69 % des Français estiment qu’il existe des inégalités face au cancer, d’après un sondage de l’Institut Curie-Viavoice, publié le 11 septembre, notamment dans l’accès au dépistage ou dans la prise en charge médicale.

Malgré les progrès médicaux et la prise en charge, le cancer continue de faire peur. Et quand la maladie frappe, les inégalités se creusent. Notamment lors de l’accès au dépistage, aux soins innovants mais aussi après la maladie, lors du retour au travail. Ces inégalités sont une source d’inquiétude pour sept Français sur dix, d’après les derniers chiffres du sondage de l’Institut Curie-Viavoice.

Inégalités sociale et territoriale

Une situation personnelle ou professionnelle fragile est considérée par les personnes interrogées comme un handicap face au cancer. D’ailleurs, les inégalités de revenus sont citées par 49% des sondés. Puis, vient le lieu de résidence (45 %), le niveau d’information sur le sujet (42 %) et le fait d’être seul ou isolé (39 %).
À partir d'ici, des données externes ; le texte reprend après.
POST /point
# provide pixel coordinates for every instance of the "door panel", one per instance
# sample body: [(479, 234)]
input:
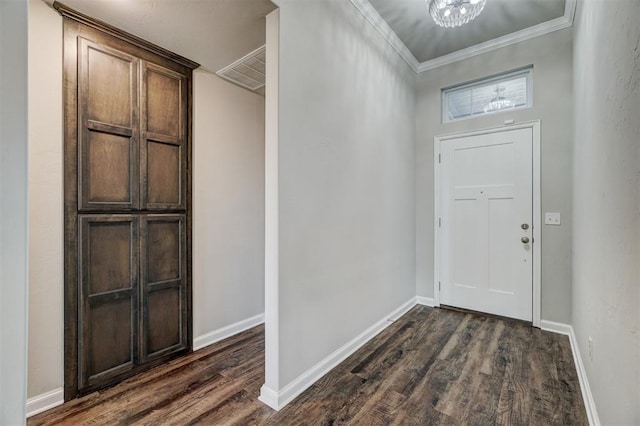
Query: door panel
[(109, 135), (164, 284), (108, 165), (108, 296), (164, 319), (163, 151), (164, 173), (486, 195), (164, 101)]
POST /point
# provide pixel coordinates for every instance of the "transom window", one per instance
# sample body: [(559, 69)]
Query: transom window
[(499, 93)]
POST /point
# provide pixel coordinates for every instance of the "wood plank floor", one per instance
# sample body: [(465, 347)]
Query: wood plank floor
[(430, 367)]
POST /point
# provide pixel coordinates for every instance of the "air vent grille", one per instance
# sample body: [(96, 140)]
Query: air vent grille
[(247, 71)]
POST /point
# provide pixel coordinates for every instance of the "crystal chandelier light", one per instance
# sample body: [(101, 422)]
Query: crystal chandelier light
[(498, 102), (454, 13)]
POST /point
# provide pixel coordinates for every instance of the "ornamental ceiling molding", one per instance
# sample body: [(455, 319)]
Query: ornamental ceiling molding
[(374, 18)]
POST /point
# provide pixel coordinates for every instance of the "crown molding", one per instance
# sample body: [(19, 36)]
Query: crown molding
[(374, 18)]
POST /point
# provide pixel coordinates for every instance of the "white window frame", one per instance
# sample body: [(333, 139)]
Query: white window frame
[(493, 79)]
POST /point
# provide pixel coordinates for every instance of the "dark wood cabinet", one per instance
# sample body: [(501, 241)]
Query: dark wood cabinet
[(127, 204)]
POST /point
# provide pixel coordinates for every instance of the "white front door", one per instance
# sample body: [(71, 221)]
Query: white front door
[(486, 223)]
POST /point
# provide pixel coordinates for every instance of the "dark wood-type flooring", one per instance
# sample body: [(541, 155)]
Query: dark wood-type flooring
[(430, 367)]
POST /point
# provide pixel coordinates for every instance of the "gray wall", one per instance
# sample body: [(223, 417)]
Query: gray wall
[(228, 204), (552, 105), (606, 248), (346, 181), (46, 234), (13, 210)]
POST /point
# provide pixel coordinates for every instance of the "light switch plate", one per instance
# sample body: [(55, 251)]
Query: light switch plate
[(552, 219)]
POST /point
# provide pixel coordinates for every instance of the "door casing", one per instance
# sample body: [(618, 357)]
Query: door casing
[(438, 251)]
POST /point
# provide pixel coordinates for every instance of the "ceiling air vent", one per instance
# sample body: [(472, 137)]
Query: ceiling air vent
[(247, 71)]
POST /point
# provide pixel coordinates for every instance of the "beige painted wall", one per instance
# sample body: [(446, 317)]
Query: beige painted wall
[(552, 105), (228, 202), (606, 248)]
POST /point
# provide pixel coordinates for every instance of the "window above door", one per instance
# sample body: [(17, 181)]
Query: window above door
[(490, 95)]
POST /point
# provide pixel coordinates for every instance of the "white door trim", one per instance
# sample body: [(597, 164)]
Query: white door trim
[(535, 130)]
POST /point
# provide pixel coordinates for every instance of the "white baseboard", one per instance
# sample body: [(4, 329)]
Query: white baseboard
[(426, 301), (278, 399), (45, 401), (587, 396), (228, 331)]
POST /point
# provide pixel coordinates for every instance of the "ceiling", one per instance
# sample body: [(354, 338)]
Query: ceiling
[(213, 33), (216, 33), (411, 22)]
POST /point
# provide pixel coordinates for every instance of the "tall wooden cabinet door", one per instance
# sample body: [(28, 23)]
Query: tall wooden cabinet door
[(108, 121), (164, 290), (163, 126), (108, 297)]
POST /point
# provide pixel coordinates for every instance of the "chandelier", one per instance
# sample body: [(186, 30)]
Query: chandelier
[(454, 13), (498, 102)]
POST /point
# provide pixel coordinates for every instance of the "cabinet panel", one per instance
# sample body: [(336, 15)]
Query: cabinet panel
[(108, 296), (164, 171), (108, 128), (164, 157), (164, 101), (164, 318), (108, 176), (164, 284), (110, 84), (127, 155)]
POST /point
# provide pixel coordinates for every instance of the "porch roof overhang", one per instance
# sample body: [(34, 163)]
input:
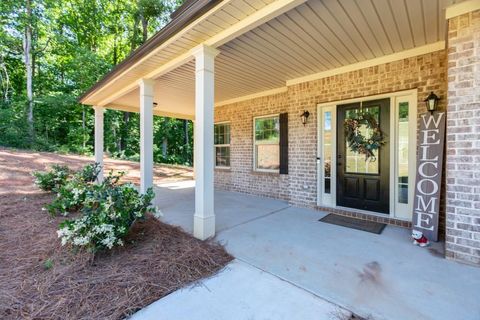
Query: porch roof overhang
[(266, 45)]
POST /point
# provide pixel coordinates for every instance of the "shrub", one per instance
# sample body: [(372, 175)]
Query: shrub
[(52, 179), (108, 212), (71, 193)]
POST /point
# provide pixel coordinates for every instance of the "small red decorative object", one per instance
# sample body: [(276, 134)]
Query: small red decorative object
[(419, 239)]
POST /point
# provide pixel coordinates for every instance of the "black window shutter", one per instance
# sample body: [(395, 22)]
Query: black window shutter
[(283, 143)]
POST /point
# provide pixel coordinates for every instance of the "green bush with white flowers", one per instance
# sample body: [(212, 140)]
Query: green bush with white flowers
[(106, 211), (52, 179)]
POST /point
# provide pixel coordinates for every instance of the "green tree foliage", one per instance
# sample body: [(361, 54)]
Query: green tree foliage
[(74, 43)]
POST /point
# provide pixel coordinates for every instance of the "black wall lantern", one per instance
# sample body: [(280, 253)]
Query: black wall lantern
[(432, 102), (304, 117)]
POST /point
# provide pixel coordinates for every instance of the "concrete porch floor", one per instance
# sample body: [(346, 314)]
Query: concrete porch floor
[(377, 276)]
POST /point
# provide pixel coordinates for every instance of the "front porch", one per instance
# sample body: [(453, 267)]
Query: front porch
[(252, 68), (383, 276)]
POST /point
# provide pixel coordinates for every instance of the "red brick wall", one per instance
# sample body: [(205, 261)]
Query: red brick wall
[(463, 139), (425, 73)]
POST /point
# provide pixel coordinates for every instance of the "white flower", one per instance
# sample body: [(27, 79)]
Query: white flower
[(158, 213)]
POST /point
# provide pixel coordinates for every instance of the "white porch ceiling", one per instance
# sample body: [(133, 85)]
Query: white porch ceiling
[(317, 36)]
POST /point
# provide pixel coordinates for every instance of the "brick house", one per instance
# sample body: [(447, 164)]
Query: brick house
[(246, 71)]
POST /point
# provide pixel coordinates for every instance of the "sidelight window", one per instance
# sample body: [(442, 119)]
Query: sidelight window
[(267, 143), (222, 145)]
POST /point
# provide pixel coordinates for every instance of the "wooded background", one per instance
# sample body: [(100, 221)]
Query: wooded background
[(52, 51)]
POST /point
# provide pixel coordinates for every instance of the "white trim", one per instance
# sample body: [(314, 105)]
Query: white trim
[(367, 98), (99, 140), (257, 18), (270, 11), (168, 42), (252, 96), (458, 9), (437, 46), (406, 95), (404, 211), (255, 169), (324, 199)]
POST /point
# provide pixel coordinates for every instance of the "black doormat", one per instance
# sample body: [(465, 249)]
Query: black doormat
[(364, 225)]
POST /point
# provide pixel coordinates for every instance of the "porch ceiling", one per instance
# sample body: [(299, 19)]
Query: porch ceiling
[(314, 37)]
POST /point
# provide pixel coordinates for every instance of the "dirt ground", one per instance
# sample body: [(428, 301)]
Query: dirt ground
[(40, 279), (16, 167)]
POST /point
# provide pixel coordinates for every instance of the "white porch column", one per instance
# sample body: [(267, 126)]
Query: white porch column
[(99, 140), (146, 134), (204, 218)]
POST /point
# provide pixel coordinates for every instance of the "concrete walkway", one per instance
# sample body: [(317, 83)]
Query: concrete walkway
[(282, 249)]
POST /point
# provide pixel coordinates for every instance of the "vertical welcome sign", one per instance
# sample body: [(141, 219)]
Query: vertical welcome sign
[(426, 204)]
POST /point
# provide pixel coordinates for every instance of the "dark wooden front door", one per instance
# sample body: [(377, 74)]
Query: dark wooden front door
[(363, 184)]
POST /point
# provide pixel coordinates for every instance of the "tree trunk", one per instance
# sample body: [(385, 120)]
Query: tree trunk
[(124, 132), (185, 131), (144, 29), (27, 48), (164, 147), (84, 142)]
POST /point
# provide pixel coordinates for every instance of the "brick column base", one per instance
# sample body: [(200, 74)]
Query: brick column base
[(463, 139)]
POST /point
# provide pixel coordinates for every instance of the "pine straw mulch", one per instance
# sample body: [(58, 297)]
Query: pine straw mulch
[(156, 260)]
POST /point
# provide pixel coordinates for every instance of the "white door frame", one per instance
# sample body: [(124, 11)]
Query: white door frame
[(396, 210)]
47% mettent en cause la difficulté d’accès. Notamment pour obtenir un rendez-vous (21%); les sondés pointent du doigt également l’éloignement géographique des centres de dépistage (17  %). «  Il y a une inégalité territoriale d’accès aux centres de référence. Quand vous habitez au fin fond de la Lozère ou pire dans un département d’Outre-mer, c’est beaucoup plus compliqué d’avoir accès à un médecin », déplore Emmanuel Jammes, de la Ligue Nationale contre le Cancer.
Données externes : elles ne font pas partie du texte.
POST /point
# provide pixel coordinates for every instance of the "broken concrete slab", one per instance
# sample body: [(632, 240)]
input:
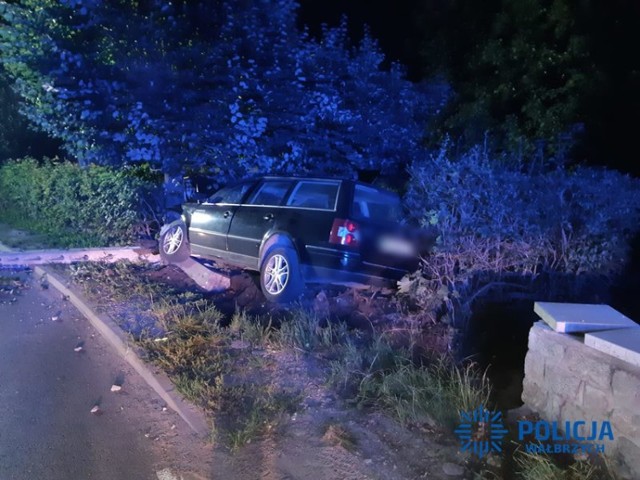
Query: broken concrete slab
[(206, 278), (581, 317), (41, 257), (623, 343)]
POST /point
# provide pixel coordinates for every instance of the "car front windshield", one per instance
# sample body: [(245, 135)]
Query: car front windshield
[(375, 204)]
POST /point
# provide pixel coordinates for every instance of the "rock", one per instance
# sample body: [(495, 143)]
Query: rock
[(494, 461), (452, 469), (581, 457)]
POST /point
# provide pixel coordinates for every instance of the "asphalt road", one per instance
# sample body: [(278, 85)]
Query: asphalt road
[(47, 391)]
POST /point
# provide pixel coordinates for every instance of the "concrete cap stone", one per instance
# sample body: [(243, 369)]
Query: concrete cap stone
[(623, 343), (581, 317)]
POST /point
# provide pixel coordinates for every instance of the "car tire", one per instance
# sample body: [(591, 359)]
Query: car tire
[(280, 277), (174, 244)]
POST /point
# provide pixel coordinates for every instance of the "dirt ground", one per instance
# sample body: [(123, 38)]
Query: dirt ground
[(302, 446)]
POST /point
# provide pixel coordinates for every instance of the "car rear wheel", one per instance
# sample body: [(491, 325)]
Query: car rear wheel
[(280, 278), (174, 245)]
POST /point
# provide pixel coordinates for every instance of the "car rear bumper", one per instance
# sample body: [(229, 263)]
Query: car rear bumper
[(341, 267)]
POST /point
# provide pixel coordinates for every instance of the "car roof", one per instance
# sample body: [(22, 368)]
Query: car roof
[(317, 178)]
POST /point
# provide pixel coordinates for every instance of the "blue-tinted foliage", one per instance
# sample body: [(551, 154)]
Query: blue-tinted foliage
[(223, 88)]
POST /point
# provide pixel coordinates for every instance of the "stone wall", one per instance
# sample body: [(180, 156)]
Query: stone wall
[(567, 380)]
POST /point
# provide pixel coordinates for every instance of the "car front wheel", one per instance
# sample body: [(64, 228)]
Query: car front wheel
[(280, 277), (174, 245)]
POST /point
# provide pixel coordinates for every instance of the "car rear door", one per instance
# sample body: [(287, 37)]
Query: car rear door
[(385, 245), (256, 218)]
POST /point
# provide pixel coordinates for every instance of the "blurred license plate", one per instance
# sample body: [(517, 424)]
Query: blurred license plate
[(396, 246)]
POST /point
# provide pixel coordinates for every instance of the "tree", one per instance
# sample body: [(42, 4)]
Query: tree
[(521, 69)]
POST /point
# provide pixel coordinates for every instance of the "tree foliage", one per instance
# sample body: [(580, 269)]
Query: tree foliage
[(522, 70), (221, 87), (76, 206)]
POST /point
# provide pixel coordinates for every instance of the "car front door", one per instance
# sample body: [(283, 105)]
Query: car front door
[(211, 220), (256, 218)]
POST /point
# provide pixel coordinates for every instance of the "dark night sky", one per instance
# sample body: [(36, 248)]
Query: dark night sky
[(614, 34), (390, 22)]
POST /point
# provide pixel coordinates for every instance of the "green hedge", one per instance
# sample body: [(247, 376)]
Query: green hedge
[(75, 206)]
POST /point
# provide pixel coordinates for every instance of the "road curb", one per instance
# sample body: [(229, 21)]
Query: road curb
[(114, 335)]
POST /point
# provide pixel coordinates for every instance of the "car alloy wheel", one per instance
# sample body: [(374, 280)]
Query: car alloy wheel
[(173, 240), (276, 274)]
Les Français se disent mal informés

La prise en charge et les soins, le dépistage, la prévention sont des domaines où les personnes interrogées se disent mal informées. D’autre part, même si les facteurs de risque comme le tabagisme, l’alcoolisme, l’exposition au UV sont bien repérés, ceux liés à l’alimentation, au travail ou à l’exposition à certains virus ou bactéries « accusent un manque d’information clair et ne sont identifiés que par 1/3 des individus interrogés », précise le sondage.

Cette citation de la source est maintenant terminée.